Taking Florida into the Future with Telemedicine
The following article, written by Kristina G. Maranges, was published by the Florida Bar Health Law Section Winter 2017 Newsletter.
On October 31, 2017, the Telehealth Advisory Council issued its recommendations to Florida Governor, Rick Scott, and the Florida Legislature on how to increase the use and accessibility of services provided via telehealth. The report comes on the heels of a state and national shortage of healthcare practitioners to serve our country’s growing and aging population. Echoing HHS’s designation of telehealth as a means or method of delivering healthcare, not a type of healthcare service, and noting Florida regulations include multiple definitions of “telemedicine” but no definition of “telehealth” and these terms are commonly used interchangeably, the Council recommended a definition of “telehealth” to replace all existing definitions. “Telehealth is defined as the mode of providing health care and public health services through synchronous and asynchronous information and communication technology by a Florida licensed health care practitioner, within the scope of his or her practice, who is located at a site other than the site where a recipient (patient or licensed health care practitioner) is located.”

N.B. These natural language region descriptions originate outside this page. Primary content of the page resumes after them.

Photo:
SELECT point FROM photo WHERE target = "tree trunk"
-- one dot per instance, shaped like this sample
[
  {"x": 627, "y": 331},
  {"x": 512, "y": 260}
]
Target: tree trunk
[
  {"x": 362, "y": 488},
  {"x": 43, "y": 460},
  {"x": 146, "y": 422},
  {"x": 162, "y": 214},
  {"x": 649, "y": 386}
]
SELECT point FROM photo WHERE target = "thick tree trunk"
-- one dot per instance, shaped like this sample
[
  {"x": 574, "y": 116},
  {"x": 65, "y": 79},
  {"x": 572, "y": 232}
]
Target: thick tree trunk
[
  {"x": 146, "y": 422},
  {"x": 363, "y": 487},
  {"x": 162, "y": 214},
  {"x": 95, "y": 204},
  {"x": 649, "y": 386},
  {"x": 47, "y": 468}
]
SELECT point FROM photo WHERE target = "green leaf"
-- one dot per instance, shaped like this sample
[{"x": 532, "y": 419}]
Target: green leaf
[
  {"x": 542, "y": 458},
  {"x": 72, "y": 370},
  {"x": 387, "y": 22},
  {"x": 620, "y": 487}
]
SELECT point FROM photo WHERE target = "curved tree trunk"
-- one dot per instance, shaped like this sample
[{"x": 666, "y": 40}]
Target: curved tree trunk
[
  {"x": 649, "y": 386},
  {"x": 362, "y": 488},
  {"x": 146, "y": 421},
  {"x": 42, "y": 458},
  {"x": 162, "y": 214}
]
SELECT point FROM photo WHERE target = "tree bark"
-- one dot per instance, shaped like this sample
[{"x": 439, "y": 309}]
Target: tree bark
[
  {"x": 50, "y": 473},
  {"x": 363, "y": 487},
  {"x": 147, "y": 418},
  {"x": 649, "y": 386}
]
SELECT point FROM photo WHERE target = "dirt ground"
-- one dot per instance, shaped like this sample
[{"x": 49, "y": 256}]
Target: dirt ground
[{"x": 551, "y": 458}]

Recognizing the lack of adequate insurance coverage and reimbursement for healthcare services as barriers to the delivery and growth of telehealth services, the Council next recommended the Florida legislature require both coverage and reimbursement parity, excluding Medicare plans. Specifically, insurance policies must provide coverage for health care services delivered via telehealth if coverage is available for the same service provided in-person without the imposition of any additional conditions for coverage of services by the insurer,, and payment rates must be the equivalent to rates for comparable in-person services. Regarding Medicaid, the Council recommended the Agency (1) modify its telehealth fee-for-service rule to include coverage of store-and-forward (transmission of recorded health history like X-rays and photos through a secure electronic communications system to a practitioner who uses the information to evaluate the case or render a service outside of a real-time or live interaction) and remote patient monitoring (personal health and medical data collection from an individual in one location via electronic communications technologies, which is transmitted to a provider in a different location for use in care and related support) modalities; and (2) develop a model that would allow Medicaid Managed Care plans to utilize telehealth in order to meet network adequacy.